以前、あるテレビ番組で教育について討論していました。
お笑いなどの芸能人、政治家、評論家、教育者などによる討論会です。
ケンカのような暑い話し合いでした。
義務教育は必要だ! 必要ない! という議論です。
義務教育不要派の意見は
「能力の高い子に、能力の低い子の遅いペースで勉強させるのは可哀そうだ!」
「良いみかんも腐ったみかんと一緒にしておくと腐る!」
などとちょっとひどいことを言っていました。
義務教育必要派の意見は、
「学校は、国語や算数などの勉強のためだけにあるのではない!」
「子供を持ったことがあるのか!」
などとかなり怒りの意見でした。
日本以外の先進国ではほとんど飛び級制度があるそうです。
例として韓国の天才少年を取材していました。
物理が得意な小学生なのですが、どんどん飛び級して大学生と一緒に勉強しています。
その子の両親は、
「この子のような天才は飛び級のような制度を作ってどんどん才能を伸ばさないと国にとって損失です」
と言っているし、その子自身も
「天才として扱われるのは嬉しい」
と言っていました。
でも、趣味は子供らしく消しゴム集めなのです。
この子自身も本当に幸せなのでしょうか?
いくらなんでも大学生と付き合うのはむずかしいように思えます。
身体も違うし、興味も違うし、経験も違います。
学校には成績の良い子やまじめな子のジャマをしたり、
いじめたりする悪ガキも必ずいます。
「そんな連中にジャマをされるのは可哀そうだ!」
というのは分かります。

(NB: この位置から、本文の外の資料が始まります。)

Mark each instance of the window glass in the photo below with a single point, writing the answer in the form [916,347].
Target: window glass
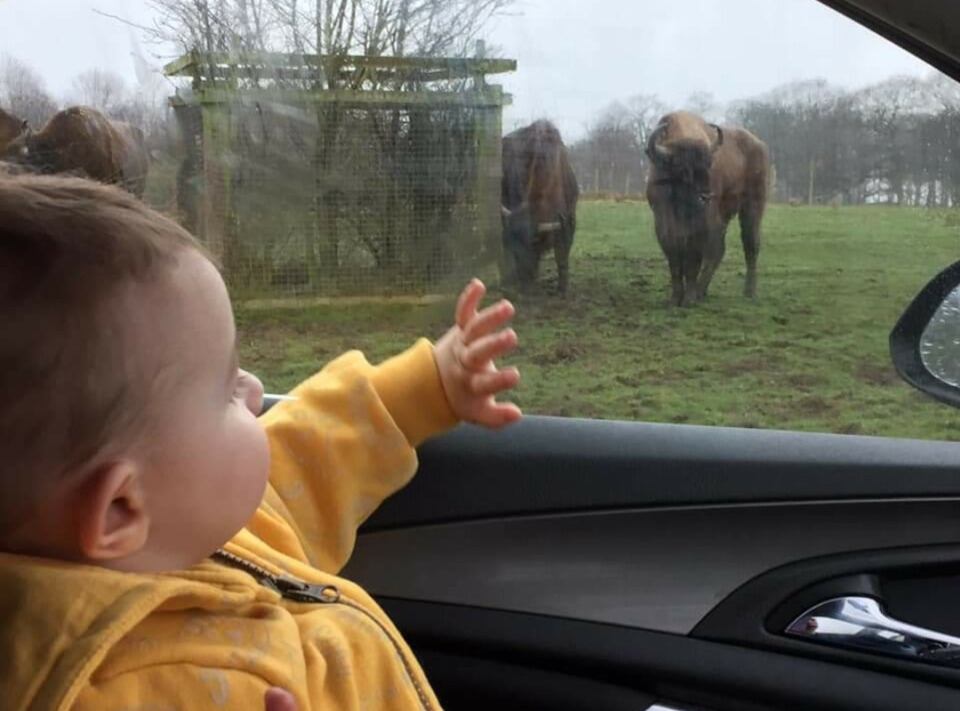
[352,163]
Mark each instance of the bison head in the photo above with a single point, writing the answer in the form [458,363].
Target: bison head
[683,166]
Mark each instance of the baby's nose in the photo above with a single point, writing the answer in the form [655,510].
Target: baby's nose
[253,397]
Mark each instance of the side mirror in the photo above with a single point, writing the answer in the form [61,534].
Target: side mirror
[925,343]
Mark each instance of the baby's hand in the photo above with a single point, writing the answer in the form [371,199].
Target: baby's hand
[465,360]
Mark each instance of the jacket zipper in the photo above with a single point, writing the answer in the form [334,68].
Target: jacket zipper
[298,590]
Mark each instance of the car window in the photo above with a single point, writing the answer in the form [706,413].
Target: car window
[349,196]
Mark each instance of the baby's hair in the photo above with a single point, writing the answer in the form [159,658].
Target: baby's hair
[70,251]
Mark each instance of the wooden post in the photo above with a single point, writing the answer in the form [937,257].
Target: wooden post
[489,132]
[216,199]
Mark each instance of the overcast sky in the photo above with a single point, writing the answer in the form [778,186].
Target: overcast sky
[574,56]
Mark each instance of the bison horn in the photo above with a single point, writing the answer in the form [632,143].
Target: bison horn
[719,136]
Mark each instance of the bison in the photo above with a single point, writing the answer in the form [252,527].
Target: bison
[538,203]
[701,175]
[83,141]
[10,128]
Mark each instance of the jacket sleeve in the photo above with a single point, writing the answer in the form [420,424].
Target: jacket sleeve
[170,687]
[343,446]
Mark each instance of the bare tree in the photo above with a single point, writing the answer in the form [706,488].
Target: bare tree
[22,92]
[101,89]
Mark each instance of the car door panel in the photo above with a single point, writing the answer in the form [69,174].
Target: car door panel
[652,558]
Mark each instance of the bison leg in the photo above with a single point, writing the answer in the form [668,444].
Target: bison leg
[712,256]
[692,263]
[561,252]
[750,217]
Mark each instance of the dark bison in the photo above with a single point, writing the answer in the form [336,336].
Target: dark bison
[702,175]
[538,203]
[83,141]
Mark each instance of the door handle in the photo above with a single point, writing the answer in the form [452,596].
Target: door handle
[860,623]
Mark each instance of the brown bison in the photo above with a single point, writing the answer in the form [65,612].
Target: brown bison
[83,141]
[538,203]
[10,128]
[702,175]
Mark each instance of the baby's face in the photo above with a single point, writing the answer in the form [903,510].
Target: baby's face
[206,455]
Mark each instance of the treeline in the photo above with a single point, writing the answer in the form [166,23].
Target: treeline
[895,142]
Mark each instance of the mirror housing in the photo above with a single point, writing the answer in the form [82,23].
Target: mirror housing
[906,339]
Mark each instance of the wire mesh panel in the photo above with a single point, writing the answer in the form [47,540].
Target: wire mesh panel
[307,191]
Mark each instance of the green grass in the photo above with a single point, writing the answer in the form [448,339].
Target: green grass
[809,354]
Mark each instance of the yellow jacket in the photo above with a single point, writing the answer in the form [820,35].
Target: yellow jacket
[213,637]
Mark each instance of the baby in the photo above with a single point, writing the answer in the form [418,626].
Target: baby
[162,547]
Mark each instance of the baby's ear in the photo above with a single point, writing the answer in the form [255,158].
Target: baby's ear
[111,520]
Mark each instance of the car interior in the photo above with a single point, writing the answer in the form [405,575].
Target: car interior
[577,564]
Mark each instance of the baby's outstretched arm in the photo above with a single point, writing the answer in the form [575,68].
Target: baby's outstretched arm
[465,358]
[348,441]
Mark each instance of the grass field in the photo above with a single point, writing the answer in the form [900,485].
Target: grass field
[809,354]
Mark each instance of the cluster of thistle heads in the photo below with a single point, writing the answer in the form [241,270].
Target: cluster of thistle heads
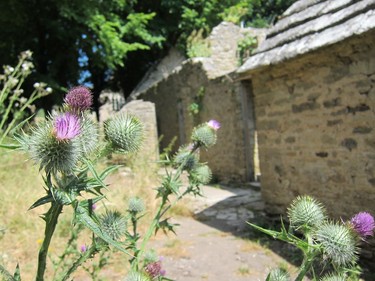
[60,143]
[66,137]
[336,242]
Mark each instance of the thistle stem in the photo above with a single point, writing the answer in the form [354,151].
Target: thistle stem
[51,219]
[86,255]
[304,268]
[308,259]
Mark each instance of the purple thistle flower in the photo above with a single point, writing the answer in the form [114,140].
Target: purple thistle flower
[363,223]
[154,269]
[83,248]
[79,98]
[214,124]
[67,126]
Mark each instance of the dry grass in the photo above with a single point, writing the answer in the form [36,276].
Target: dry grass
[21,231]
[175,248]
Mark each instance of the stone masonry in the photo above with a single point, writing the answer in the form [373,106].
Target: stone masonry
[209,82]
[316,127]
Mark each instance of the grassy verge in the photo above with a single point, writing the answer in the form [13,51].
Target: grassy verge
[21,231]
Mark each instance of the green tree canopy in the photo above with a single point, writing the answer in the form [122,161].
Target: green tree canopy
[112,42]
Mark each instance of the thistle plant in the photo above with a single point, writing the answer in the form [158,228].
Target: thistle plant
[324,242]
[14,103]
[66,147]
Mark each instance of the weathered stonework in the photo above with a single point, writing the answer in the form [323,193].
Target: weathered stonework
[221,101]
[316,128]
[209,82]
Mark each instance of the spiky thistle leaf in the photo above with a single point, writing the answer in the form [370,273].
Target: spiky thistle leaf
[89,136]
[136,205]
[136,276]
[51,154]
[185,158]
[331,277]
[278,274]
[305,213]
[338,243]
[202,174]
[124,133]
[114,224]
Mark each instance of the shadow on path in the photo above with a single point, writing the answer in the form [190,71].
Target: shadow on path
[230,208]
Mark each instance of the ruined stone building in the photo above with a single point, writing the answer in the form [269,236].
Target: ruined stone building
[308,91]
[177,84]
[313,82]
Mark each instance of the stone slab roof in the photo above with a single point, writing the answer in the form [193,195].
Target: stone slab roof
[309,25]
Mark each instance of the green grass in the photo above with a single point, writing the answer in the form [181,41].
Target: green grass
[22,231]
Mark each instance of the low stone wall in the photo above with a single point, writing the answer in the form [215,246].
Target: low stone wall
[316,130]
[221,100]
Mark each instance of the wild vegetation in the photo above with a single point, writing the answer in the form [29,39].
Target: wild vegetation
[111,44]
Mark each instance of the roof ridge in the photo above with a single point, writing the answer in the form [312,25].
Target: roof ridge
[296,19]
[267,47]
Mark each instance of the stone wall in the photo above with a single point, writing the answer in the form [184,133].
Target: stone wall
[316,128]
[221,101]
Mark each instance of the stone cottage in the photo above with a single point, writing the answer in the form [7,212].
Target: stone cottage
[189,92]
[313,82]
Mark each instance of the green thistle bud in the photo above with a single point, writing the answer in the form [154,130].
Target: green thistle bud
[185,158]
[136,205]
[136,276]
[278,274]
[89,135]
[124,133]
[204,135]
[330,277]
[151,256]
[114,224]
[202,174]
[305,213]
[338,243]
[51,154]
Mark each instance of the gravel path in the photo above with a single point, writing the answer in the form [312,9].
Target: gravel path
[209,246]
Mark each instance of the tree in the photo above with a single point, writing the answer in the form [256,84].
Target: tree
[112,43]
[70,38]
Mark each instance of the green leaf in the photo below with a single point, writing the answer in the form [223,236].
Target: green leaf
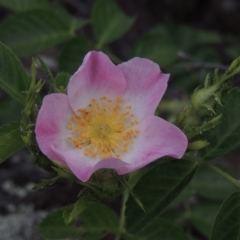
[211,185]
[203,216]
[10,140]
[76,209]
[73,53]
[189,38]
[33,31]
[54,227]
[45,183]
[98,217]
[109,22]
[233,69]
[227,223]
[156,45]
[225,136]
[13,77]
[156,190]
[23,5]
[96,221]
[159,229]
[73,22]
[10,110]
[62,80]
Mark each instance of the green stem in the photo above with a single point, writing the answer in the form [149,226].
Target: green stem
[222,173]
[122,216]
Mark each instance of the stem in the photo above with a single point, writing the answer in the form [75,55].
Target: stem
[122,216]
[222,173]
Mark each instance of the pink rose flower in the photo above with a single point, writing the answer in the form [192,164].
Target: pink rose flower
[107,119]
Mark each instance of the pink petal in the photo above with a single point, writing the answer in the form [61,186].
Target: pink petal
[51,125]
[83,167]
[157,138]
[146,85]
[96,77]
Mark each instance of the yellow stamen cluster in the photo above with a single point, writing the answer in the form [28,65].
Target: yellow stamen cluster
[105,128]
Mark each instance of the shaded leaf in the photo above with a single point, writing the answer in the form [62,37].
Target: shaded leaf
[109,22]
[159,229]
[33,31]
[10,140]
[13,77]
[62,80]
[76,209]
[54,227]
[156,190]
[203,216]
[225,136]
[23,5]
[227,223]
[156,45]
[10,110]
[211,185]
[73,53]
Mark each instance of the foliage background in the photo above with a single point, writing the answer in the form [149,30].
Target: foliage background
[188,38]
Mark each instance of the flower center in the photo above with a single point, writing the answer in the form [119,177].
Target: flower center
[106,128]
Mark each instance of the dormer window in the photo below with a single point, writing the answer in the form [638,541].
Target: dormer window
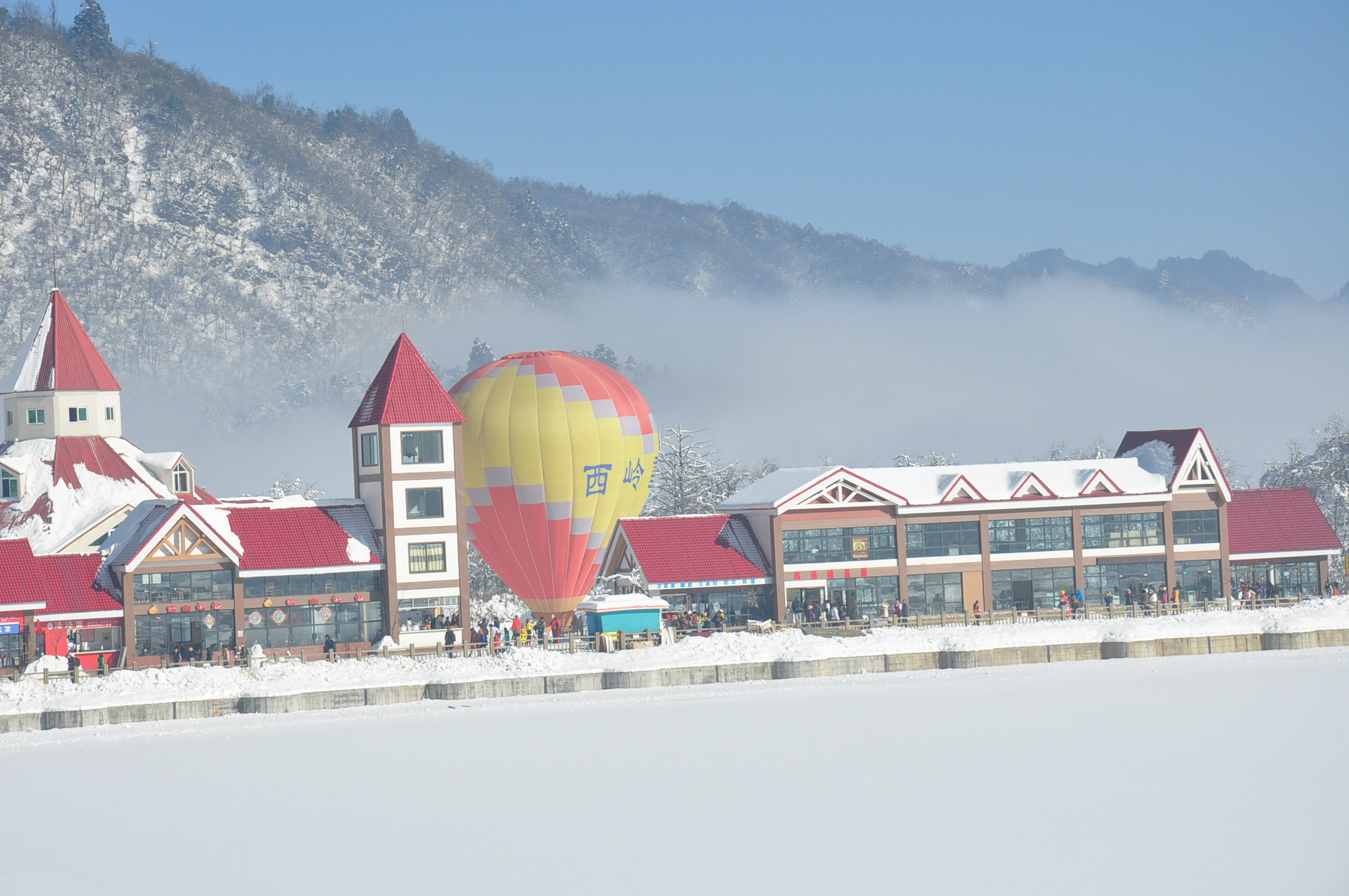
[181,479]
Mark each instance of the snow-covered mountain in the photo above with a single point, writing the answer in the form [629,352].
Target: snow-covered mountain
[202,232]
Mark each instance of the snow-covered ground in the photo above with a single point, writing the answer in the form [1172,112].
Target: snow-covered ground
[1184,775]
[289,678]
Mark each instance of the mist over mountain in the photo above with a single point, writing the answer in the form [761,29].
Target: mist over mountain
[220,239]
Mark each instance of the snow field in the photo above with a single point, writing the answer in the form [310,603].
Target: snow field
[293,678]
[1185,775]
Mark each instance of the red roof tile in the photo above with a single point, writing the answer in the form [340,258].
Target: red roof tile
[65,356]
[22,581]
[70,589]
[1278,521]
[695,548]
[290,538]
[405,391]
[94,453]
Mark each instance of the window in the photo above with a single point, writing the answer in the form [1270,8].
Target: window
[1279,580]
[9,485]
[937,593]
[1196,527]
[942,539]
[426,503]
[1036,534]
[428,557]
[423,448]
[1028,589]
[839,544]
[370,449]
[1122,581]
[1121,530]
[181,479]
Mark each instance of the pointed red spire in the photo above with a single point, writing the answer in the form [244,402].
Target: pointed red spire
[405,391]
[61,356]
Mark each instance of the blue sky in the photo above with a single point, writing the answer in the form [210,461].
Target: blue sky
[964,131]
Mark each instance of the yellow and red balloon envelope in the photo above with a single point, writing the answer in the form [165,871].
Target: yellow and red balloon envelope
[556,449]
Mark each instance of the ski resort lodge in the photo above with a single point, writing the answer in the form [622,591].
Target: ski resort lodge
[939,539]
[115,553]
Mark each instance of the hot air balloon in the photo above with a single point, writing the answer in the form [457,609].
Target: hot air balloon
[556,449]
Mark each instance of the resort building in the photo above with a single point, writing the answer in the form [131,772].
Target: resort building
[941,539]
[118,554]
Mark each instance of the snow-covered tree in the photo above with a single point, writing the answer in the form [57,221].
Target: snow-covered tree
[288,485]
[690,476]
[480,355]
[91,30]
[1324,472]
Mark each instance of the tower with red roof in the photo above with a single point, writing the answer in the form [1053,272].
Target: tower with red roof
[406,452]
[60,384]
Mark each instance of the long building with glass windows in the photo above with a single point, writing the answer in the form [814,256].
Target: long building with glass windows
[938,539]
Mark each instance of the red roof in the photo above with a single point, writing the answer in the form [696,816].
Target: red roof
[405,391]
[94,453]
[63,356]
[1277,522]
[290,538]
[695,548]
[69,579]
[22,583]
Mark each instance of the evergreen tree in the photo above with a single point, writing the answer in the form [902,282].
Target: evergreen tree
[480,355]
[91,30]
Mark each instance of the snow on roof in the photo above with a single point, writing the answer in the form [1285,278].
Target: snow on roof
[710,547]
[1278,522]
[405,391]
[74,483]
[1155,457]
[930,485]
[613,602]
[61,356]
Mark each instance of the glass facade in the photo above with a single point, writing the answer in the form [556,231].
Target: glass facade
[1036,534]
[942,539]
[839,544]
[368,583]
[1030,589]
[423,448]
[159,633]
[184,588]
[426,503]
[1196,527]
[1121,580]
[1198,581]
[1121,530]
[310,625]
[937,593]
[861,597]
[1279,580]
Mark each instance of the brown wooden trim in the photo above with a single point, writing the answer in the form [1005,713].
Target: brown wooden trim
[775,527]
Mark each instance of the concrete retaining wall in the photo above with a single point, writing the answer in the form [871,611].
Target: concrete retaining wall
[682,675]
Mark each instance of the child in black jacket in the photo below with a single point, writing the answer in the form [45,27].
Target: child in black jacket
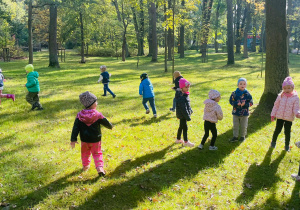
[183,112]
[87,123]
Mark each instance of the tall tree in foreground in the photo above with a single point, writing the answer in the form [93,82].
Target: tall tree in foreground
[276,56]
[230,33]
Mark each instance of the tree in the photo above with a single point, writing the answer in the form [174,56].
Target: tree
[230,33]
[276,56]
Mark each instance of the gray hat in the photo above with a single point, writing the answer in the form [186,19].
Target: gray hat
[87,99]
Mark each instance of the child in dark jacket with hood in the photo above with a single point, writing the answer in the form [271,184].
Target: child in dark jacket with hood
[87,123]
[183,112]
[146,90]
[33,87]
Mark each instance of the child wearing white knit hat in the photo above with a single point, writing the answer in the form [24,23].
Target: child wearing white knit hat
[212,113]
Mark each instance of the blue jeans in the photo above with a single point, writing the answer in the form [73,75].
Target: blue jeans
[106,88]
[152,104]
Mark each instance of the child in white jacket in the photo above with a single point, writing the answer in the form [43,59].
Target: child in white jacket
[212,113]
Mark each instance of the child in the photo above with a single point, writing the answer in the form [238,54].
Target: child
[212,113]
[87,123]
[241,100]
[146,90]
[177,77]
[297,176]
[183,112]
[2,80]
[104,77]
[33,87]
[284,110]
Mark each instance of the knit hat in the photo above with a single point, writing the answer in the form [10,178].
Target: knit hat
[176,74]
[184,83]
[87,99]
[144,76]
[288,81]
[213,94]
[242,79]
[29,68]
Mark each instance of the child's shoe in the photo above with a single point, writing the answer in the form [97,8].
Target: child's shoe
[179,141]
[85,168]
[213,148]
[188,144]
[100,171]
[234,139]
[296,177]
[200,146]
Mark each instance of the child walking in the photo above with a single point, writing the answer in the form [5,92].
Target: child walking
[212,113]
[2,80]
[146,90]
[87,124]
[183,112]
[177,76]
[241,100]
[104,77]
[285,108]
[33,87]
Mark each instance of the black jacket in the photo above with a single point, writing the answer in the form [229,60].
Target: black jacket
[89,134]
[183,107]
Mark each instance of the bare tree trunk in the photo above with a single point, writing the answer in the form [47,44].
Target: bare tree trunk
[53,58]
[276,56]
[230,33]
[82,38]
[30,47]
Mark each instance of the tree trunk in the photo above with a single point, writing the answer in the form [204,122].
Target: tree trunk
[154,35]
[82,38]
[53,58]
[238,29]
[230,33]
[276,56]
[30,47]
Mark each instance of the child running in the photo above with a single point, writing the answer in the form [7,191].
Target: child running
[183,112]
[240,100]
[212,113]
[104,77]
[146,90]
[285,108]
[2,80]
[87,124]
[177,77]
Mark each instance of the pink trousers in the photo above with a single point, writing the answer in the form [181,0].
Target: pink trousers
[91,148]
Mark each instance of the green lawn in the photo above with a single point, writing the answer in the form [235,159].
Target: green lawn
[145,169]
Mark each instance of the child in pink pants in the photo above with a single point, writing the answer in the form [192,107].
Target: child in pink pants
[87,125]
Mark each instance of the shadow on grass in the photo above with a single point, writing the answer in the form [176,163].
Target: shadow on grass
[143,186]
[260,177]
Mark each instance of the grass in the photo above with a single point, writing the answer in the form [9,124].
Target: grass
[145,169]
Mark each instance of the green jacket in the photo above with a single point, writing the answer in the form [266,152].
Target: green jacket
[32,82]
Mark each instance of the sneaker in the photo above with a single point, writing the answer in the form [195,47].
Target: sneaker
[188,144]
[234,139]
[296,177]
[213,148]
[200,146]
[85,168]
[100,171]
[179,141]
[242,139]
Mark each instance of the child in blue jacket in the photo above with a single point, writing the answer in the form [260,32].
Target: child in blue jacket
[146,90]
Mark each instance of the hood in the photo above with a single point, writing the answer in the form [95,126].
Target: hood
[33,74]
[209,104]
[89,116]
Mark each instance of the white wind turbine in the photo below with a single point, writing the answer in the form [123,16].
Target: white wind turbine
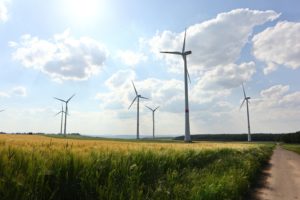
[137,97]
[66,111]
[62,118]
[246,99]
[153,120]
[184,53]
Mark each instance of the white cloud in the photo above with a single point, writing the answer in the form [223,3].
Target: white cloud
[218,82]
[4,95]
[62,57]
[131,58]
[3,10]
[20,91]
[218,41]
[166,93]
[277,97]
[278,45]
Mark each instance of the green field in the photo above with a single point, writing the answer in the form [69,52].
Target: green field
[38,167]
[292,147]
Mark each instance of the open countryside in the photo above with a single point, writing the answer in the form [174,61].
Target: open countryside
[204,94]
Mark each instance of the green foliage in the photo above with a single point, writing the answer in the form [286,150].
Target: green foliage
[137,174]
[292,147]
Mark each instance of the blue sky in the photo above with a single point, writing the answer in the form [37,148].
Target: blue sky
[95,48]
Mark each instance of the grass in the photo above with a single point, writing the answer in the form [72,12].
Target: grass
[292,147]
[38,167]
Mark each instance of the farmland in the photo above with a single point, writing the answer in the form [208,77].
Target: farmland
[39,167]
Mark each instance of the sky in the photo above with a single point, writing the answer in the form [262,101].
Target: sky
[95,48]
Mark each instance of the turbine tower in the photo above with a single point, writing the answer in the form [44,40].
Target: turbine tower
[62,117]
[66,111]
[184,54]
[137,97]
[153,121]
[246,99]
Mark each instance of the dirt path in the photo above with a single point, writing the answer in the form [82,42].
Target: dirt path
[282,178]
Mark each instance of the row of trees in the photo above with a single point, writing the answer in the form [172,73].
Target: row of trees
[283,137]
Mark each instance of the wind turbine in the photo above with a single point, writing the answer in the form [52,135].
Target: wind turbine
[184,53]
[246,99]
[153,112]
[66,111]
[62,117]
[137,97]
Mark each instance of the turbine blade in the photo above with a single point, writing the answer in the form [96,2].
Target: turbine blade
[67,111]
[242,103]
[132,102]
[58,113]
[172,52]
[244,90]
[143,97]
[188,74]
[183,47]
[149,108]
[134,88]
[59,99]
[70,98]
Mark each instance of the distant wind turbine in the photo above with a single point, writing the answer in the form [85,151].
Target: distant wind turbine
[62,118]
[246,99]
[184,53]
[137,97]
[153,120]
[66,111]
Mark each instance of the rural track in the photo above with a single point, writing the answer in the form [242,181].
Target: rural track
[281,179]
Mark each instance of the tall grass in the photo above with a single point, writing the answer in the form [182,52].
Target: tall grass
[292,147]
[65,172]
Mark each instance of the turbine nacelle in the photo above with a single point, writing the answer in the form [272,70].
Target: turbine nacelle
[187,53]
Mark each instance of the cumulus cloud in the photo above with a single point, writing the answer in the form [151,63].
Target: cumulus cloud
[4,95]
[166,93]
[3,10]
[61,57]
[219,81]
[218,41]
[278,45]
[131,58]
[19,91]
[277,97]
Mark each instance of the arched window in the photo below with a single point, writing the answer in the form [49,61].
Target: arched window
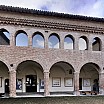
[83,43]
[38,40]
[53,41]
[21,38]
[4,37]
[96,44]
[68,42]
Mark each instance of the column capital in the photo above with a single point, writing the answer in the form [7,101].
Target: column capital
[12,71]
[76,72]
[46,71]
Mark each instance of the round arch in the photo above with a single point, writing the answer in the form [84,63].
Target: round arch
[62,63]
[89,77]
[31,73]
[5,36]
[30,61]
[60,74]
[93,63]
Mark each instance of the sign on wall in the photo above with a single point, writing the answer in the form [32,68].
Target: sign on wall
[19,84]
[68,82]
[86,82]
[56,82]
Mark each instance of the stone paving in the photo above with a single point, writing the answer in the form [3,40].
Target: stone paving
[55,100]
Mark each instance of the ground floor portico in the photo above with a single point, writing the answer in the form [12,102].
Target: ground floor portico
[30,78]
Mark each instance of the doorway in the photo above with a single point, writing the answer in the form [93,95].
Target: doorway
[80,83]
[6,85]
[31,83]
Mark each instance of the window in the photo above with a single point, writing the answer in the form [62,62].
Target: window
[38,40]
[53,41]
[56,82]
[96,44]
[83,43]
[21,38]
[68,42]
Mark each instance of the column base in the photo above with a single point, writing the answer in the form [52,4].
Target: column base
[101,91]
[12,95]
[46,94]
[76,93]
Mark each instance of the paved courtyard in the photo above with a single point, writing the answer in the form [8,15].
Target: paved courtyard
[55,100]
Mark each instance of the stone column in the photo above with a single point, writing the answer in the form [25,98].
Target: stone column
[29,39]
[101,83]
[12,38]
[46,39]
[76,84]
[90,43]
[12,83]
[61,43]
[76,43]
[46,84]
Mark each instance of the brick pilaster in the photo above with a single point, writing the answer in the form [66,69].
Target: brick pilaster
[76,83]
[101,83]
[12,83]
[46,84]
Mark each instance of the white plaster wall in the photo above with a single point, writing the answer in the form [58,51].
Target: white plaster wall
[90,74]
[4,75]
[60,73]
[21,74]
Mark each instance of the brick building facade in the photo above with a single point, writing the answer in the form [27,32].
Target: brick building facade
[51,69]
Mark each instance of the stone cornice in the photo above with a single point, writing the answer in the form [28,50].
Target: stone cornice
[50,25]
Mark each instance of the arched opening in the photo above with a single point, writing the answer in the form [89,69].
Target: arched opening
[96,44]
[21,38]
[89,77]
[83,43]
[38,40]
[61,77]
[4,78]
[68,42]
[30,73]
[4,37]
[53,41]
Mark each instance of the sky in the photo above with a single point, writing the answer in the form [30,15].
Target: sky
[93,8]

しかし、そういう人達も含めて世の中です。
そういう事も分からないまま、ただ勉強だけできる人が
世の中の上にたってやっていけるとは思えません…。
養老孟司先生は、
「人間の能力で最も優れている能力は人の気持ちを解る能力だ」
と言っています。
学校は勉強だけを学ぶところではないのではないでしょうか。